I shoot identically to @Jcharmin92 

Only difference is that my reference point is closer to my right eye. I shoot 1632 tubes with 11-12" active length.


----------



## Jcharmin92 (Aug 28, 2021)

Yep that sounds about right!


----------



## Jcharmin92 (Aug 28, 2021)

I like 9/32 ammo. And I only measure length and nothing else I just know what taper I like. I use reference points on my cutting mat to do all of that. I've never measured it before. I like to keep things simple lol.


----------



## fungustoon (Oct 1, 2021)

Thanks Stringslap ... appreciated.


----------



## fungustoon (Oct 1, 2021)

Hi ... had a warm up with half butterfly today, bands in the 'new' ott to me formation, but using a Scout LT so wimped out on the Picklefork(sorry!)
I have to confess I was somewhat terrified of putting by cheek anywhere near the band but donned with my balaclava, I eventually managed to do it! My floating rear arm felt weird stuck in mid air. What I really liked was the sighting line - easy to follow the ammo. Thnks for your support and comments ...Picklefork will be broached once I feel half butterfly muscle memory is was more engrained and my accuracy improves.
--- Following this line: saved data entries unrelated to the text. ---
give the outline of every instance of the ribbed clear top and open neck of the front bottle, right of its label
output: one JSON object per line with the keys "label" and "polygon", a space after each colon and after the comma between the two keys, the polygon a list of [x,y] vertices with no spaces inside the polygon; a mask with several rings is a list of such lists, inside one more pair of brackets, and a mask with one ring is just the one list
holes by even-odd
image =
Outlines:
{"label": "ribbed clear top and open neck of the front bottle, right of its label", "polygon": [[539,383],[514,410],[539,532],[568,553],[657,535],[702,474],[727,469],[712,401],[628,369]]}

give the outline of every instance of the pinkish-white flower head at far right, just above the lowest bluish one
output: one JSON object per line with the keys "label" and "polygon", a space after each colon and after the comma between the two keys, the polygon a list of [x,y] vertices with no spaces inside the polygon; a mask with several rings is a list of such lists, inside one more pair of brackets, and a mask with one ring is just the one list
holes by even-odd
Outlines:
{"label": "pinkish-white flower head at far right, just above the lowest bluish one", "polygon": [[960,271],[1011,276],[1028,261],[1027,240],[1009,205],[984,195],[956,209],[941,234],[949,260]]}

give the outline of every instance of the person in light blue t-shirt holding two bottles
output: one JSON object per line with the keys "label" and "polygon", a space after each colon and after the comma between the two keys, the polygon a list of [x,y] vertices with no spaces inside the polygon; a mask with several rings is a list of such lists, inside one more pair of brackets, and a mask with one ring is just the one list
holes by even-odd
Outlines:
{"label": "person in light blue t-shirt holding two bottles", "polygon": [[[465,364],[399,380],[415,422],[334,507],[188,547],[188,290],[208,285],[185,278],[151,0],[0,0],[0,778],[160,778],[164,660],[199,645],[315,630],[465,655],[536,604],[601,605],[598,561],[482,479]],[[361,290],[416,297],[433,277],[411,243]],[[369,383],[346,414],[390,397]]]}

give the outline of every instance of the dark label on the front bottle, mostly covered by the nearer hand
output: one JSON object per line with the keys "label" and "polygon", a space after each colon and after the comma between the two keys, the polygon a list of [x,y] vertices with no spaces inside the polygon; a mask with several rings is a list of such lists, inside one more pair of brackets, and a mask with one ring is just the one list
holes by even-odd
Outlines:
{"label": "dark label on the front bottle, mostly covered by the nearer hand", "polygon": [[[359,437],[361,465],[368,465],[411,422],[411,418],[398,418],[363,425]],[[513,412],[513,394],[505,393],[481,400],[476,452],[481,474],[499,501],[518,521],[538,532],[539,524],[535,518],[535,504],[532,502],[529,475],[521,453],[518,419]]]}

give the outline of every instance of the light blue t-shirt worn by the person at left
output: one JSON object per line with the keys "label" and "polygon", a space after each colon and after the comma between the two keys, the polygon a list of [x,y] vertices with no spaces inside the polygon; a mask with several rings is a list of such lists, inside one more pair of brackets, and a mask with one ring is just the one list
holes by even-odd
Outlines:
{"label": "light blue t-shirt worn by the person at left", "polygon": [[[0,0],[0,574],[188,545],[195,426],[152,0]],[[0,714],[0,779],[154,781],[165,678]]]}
Cheers.


----------



## StringSlap (Mar 2, 2019)

fungustoon said:


> Hi ... had a warm up with half butterfly today, bands in the 'new' ott to me formation, but using a Scout LT so wimped out on the Picklefork(sorry!)
> I have to confess I was somewhat terrified of putting by cheek anywhere near the band but donned with my balaclava, I eventually managed to do it! My floating rear arm felt weird stuck in mid air. What I really liked was the sighting line - easy to follow the ammo. Thnks for your support and comments ...Picklefork will be broached once I feel half butterfly muscle memory is was more engrained and my accuracy improves. Cheers.


Headed in the right direction!


----------



## fungustoon (Oct 1, 2021)

Lol. Not sure my black balaclava would have been any use in saving my face but it seemed to scare off an iffy looking bloke walking an Alsation. He waved, turned around and walked off hastily in the opposite direction. He clearly thought I was some idiot in shorts and a balaclava pretending to be a prepper! ( as rare as hens' teeth in the UK) Lol.


----------